This is better explained in my blog: https://xarxax.xyz/training-ai-models-potsdam-university/
To run with gpu an apptainer container you should
Build the image.
apptainer build img.sif recipe.def
Run the image with --nv flag
apptainer run --nv img.sif
This last step is done in slurm.job
so if you just sbatch slurm.job
while in your cluster you should be fine.
If you want to see how your task is doing, as Uni Potsdam says you can check the Grafana.

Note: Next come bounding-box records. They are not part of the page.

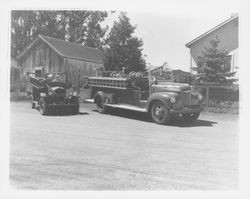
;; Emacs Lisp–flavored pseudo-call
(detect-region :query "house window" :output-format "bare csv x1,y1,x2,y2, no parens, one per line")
224,55,232,71
197,57,202,68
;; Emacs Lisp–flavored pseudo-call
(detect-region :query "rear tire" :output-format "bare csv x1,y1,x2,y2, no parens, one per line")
96,97,108,113
31,101,36,109
39,98,48,115
150,101,170,125
182,113,200,122
72,102,79,115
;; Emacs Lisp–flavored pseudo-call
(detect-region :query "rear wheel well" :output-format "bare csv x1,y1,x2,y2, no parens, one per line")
147,99,170,113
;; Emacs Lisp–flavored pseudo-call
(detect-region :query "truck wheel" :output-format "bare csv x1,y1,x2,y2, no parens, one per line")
72,102,79,114
182,113,200,122
31,96,36,109
96,97,108,113
39,98,48,115
31,101,36,109
151,101,170,124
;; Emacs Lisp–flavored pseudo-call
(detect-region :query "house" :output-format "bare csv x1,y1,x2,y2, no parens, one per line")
186,15,239,77
17,35,104,88
148,66,191,84
10,58,20,83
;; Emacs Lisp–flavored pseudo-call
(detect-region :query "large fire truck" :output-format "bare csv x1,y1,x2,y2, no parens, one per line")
86,65,203,124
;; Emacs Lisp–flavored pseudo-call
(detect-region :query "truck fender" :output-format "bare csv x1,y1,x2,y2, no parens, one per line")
146,93,173,111
94,91,105,103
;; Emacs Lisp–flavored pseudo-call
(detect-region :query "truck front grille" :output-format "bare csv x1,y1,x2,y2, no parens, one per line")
182,91,191,106
56,95,65,104
182,91,199,106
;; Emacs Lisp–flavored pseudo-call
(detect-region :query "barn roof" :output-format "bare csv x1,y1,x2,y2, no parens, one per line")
185,14,238,48
17,35,104,63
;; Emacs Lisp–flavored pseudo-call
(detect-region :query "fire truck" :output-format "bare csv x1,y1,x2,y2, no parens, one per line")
85,65,203,124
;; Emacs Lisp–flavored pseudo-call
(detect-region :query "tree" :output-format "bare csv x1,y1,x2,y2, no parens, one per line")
11,10,108,57
104,12,146,72
193,37,237,83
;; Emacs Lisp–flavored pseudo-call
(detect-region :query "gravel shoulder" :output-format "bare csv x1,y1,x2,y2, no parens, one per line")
10,102,239,190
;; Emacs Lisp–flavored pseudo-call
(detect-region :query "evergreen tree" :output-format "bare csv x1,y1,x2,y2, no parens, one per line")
104,12,146,72
193,37,237,83
11,10,108,57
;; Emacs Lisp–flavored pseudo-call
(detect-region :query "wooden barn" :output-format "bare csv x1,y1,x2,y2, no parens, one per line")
17,35,104,88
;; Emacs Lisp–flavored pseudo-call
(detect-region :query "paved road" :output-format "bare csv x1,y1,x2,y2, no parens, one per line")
10,102,238,190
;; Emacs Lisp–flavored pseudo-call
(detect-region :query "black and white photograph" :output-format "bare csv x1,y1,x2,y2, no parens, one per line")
0,0,250,198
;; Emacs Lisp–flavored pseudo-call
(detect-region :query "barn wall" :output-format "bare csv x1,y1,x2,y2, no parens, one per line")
64,58,103,88
189,18,239,72
18,40,63,76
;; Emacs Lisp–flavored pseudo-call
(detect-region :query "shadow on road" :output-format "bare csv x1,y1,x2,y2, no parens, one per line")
92,108,217,127
34,110,89,116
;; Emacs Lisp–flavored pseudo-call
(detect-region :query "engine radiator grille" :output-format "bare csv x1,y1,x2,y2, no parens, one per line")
182,91,199,106
182,91,191,106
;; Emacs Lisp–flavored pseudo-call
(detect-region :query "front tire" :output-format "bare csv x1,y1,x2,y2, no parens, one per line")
72,102,79,115
96,97,108,113
39,98,48,115
182,113,200,122
150,101,170,125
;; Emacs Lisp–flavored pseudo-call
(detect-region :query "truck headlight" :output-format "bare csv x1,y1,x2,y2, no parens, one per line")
48,91,53,96
170,97,176,104
198,94,203,101
40,93,46,97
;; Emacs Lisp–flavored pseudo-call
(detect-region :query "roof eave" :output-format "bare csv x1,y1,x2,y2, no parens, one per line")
185,15,238,48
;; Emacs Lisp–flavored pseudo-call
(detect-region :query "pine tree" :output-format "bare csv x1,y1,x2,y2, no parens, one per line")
193,37,237,84
104,12,146,72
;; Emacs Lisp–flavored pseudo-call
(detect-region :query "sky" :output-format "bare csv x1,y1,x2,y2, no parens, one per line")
106,10,238,71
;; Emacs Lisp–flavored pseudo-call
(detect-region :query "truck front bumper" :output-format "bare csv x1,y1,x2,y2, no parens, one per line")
170,106,202,114
48,104,76,108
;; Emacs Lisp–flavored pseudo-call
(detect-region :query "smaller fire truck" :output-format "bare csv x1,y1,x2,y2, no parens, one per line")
86,67,203,124
27,70,79,115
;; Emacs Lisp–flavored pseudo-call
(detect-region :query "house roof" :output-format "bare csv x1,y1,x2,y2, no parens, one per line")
185,14,238,48
17,35,104,63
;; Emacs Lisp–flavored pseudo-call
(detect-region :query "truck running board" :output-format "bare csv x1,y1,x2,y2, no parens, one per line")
105,104,147,113
84,99,147,113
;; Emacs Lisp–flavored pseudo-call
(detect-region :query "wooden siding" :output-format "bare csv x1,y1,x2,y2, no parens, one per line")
18,40,103,88
19,41,63,76
63,58,103,88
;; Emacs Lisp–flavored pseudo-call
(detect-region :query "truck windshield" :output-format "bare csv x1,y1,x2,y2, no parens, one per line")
47,73,66,83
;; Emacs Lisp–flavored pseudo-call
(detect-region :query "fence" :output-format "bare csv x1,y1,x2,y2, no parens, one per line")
193,85,239,108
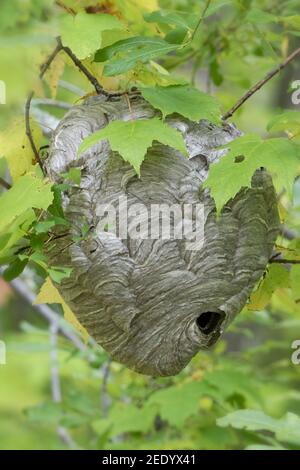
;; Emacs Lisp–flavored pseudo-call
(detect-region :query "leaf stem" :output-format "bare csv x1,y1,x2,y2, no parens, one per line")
191,0,211,42
222,47,300,121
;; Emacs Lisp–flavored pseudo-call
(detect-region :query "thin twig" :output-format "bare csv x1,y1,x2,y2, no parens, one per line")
10,279,86,351
269,258,300,264
49,322,77,449
32,98,72,109
191,0,211,41
57,37,109,96
222,47,300,121
0,178,11,189
25,44,61,175
101,358,112,416
58,80,85,96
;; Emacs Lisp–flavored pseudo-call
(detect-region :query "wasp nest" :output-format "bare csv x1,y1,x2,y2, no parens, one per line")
46,95,278,376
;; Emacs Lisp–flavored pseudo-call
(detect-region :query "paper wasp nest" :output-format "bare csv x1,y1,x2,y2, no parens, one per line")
46,95,279,376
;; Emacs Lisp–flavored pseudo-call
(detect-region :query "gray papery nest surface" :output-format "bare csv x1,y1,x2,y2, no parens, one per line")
46,95,279,376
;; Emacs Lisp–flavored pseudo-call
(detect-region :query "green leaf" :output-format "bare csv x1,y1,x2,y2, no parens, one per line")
290,265,300,302
147,381,217,428
0,175,53,230
247,264,289,310
78,118,187,175
47,266,72,284
61,12,125,59
141,85,221,122
62,168,81,185
144,10,198,30
267,110,300,135
3,258,28,282
94,36,179,77
109,404,157,436
217,410,300,445
204,134,300,212
0,119,42,181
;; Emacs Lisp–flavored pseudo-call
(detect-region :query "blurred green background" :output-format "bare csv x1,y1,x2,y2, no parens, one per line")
0,0,300,449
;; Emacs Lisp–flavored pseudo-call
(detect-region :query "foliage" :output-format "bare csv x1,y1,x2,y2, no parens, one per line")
0,0,300,449
79,119,187,175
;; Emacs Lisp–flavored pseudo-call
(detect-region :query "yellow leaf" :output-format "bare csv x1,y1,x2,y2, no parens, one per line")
0,119,42,182
131,0,159,11
45,51,65,99
34,277,89,342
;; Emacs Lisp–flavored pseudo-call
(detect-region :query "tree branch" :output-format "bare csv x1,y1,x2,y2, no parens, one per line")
222,47,300,121
0,178,11,189
10,279,86,351
57,37,109,96
269,258,300,264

Comfy setup aliases for working in your machine but running things on the cluster (you can add this to your .bashrc):
#VARIABLES
export YOUR_CLUSTER_USERNAME="yourusername"
export project="/example_apptainer"#the shortcuts only work if the project is in your home folder
export CLUSTER_LOGIN="[email protected]"
export PATH_IN_CLUSTER="/work/$YOUR_CLUSTER_USERNAME/"
#SCRIPTS
alias ssh_uni="ssh -X $CLUSTER_LOGIN"
alias update_example_apptainer="rsync -av -e ssh --exclude='*.pyc' --exclude='.git' --exclude='*/generated_models/*' $HOME/$project $CLUSTER_LOGIN:$PATH_IN_CLUSTER "
alias reverse_update_example_apptainer="rsync -av -e ssh --exclude='*.pyc' --exclude='.git*' --exclude='*generate_model.py' --exclude='*.sif' --exclude='*.bin' --exclude='*.pt' $CLUSTER_LOGIN:$PATH_IN_CLUSTER/$project $HOME "